New neighbors moved in across the street maybe 12 years ago. We knew they had a teen and a younger boy, we saw them come and go, once in a while cut the grass, etc. Imagine our surprise when, 4 years ago, a 6 six year old girl emerged from the house and began going to kindergarten at the same school my granddaughter attends. WHOA! What? Where did SHE come from? Now I didn't really know these parents, except to say hello, they really kept to themselves, but I couldn't help myself. The second week of school I walked over to the mom and said, "Hi! I see you have a little girl living with you now. Maybe we can arrange a playdate with my granddaughter one weekend." She said, "Oh, that's my youngest daughter. We are very protective, so I don't feel comfortable with her going out and playing in the neighborhood right now, maybe when she's a little older."
So okay, maybe she's just a little over-protective. It was VERY strange that NONE of the neighbors had ever seen this girl before (I asked them all!), or knew that she was born while they were living here. Never saw her go with them when they went grocery shopping, or to visit relatives, or any of the many, many times they went in and out of the house and I was out front, playing with and watching my granddaughter and her friends.
So now I began to pay attention very closely. For that entire first year I would see them take her to school, pick her up, but NEVER would we see her any other time. Then school let out and summer was in full swing. My granddaughter pointed her out to me that first time -- there was the little girl, Sue, in an upstairs window. My granddaughter waved to her and indicated for her to come join them in play. Sue disappeared for a minute, came back to the window crying, she wasn't allowed out.
This went on for several more weeks, until one day I went and knocked on the door and asked if Sue could come out to play. I explained that I'd be right there, and we could stay right in their front yard if that made them comfortable -- again, I got the 'over-protective' story. Nope, not even for 10 minutes.
So I went inside and called child welfare and expressed my concerns. They took a report. I saw a strange car at their house the next day. And nothing happened.
My granddaughter is now friends with Sue. But ONLY at school. They eat lunch together and play at recess. But when my g-daughter asks Sue to play after school Sue gets sad and says she's not allowed. She says her parents are mean, she says she doesn't have even one toy. My granddaughter gave Sue a doll at school, but Sue gave it back the next day. Sue said her mother said to return it. My granddaughter said it's a Christmas present. Sue said they are Muslim, they don't celebrate.
So now I call child welfare every couple of months.

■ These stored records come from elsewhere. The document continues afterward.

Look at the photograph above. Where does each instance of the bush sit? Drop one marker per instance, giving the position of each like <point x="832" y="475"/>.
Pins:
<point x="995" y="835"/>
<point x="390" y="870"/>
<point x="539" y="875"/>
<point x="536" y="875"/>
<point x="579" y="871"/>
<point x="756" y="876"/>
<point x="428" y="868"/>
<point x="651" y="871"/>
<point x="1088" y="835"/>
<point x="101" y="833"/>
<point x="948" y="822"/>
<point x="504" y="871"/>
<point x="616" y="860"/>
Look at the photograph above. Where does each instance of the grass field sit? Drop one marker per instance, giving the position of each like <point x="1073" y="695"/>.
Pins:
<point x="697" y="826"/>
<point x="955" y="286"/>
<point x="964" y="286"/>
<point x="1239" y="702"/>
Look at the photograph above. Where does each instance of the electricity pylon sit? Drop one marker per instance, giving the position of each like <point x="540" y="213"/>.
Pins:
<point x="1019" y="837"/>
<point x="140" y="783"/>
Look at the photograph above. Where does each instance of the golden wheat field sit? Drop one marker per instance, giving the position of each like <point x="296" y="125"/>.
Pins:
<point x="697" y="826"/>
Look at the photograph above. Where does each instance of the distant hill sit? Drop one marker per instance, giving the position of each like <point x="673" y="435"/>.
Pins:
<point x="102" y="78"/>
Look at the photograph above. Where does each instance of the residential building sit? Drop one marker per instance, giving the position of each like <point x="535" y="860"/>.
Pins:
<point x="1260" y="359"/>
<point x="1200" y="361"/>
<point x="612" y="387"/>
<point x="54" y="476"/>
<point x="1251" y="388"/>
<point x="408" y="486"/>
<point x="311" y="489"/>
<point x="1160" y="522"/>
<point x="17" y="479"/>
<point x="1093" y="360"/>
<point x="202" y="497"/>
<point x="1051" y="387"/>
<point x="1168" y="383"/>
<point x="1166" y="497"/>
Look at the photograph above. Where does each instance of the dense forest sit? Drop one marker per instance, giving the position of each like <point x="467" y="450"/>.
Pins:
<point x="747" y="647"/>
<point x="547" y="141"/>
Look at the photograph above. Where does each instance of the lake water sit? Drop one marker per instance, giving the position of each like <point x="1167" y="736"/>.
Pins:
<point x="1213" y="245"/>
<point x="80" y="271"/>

I've also called the police and the social worker at school. NOTHING is done. NOTHING. This child is now in 3rd grade and I don't believe she's ever played outside other than one week when her (now adult) sister came to visit and she brought her outside, OFTEN and told me that her parents objected, but that she did it anyway. She (the sister) said she has NO idea why her parents are so mean to Sue, but she lives in Italy now and there's not much she can do.
Sue always has on clean clothes, her hair is done neatly. But she's SO SO SO sad. She's at that damned window, crying, just about every time the kids are outside now. She told my g-daughter that her mother caught her at the window a couple times and punished her, so she has to be careful and asked us not to wave at her or anything so they don't know.
I'm sorry this has gotten so long and so off-topic, but does anyone have any other ideas?
I don't know what else to do? I now have a camera trained on their house, I'm hoping they do something, ANYTHING that gives me cause to call the police so they have a reason to enter that house and find out what's going on!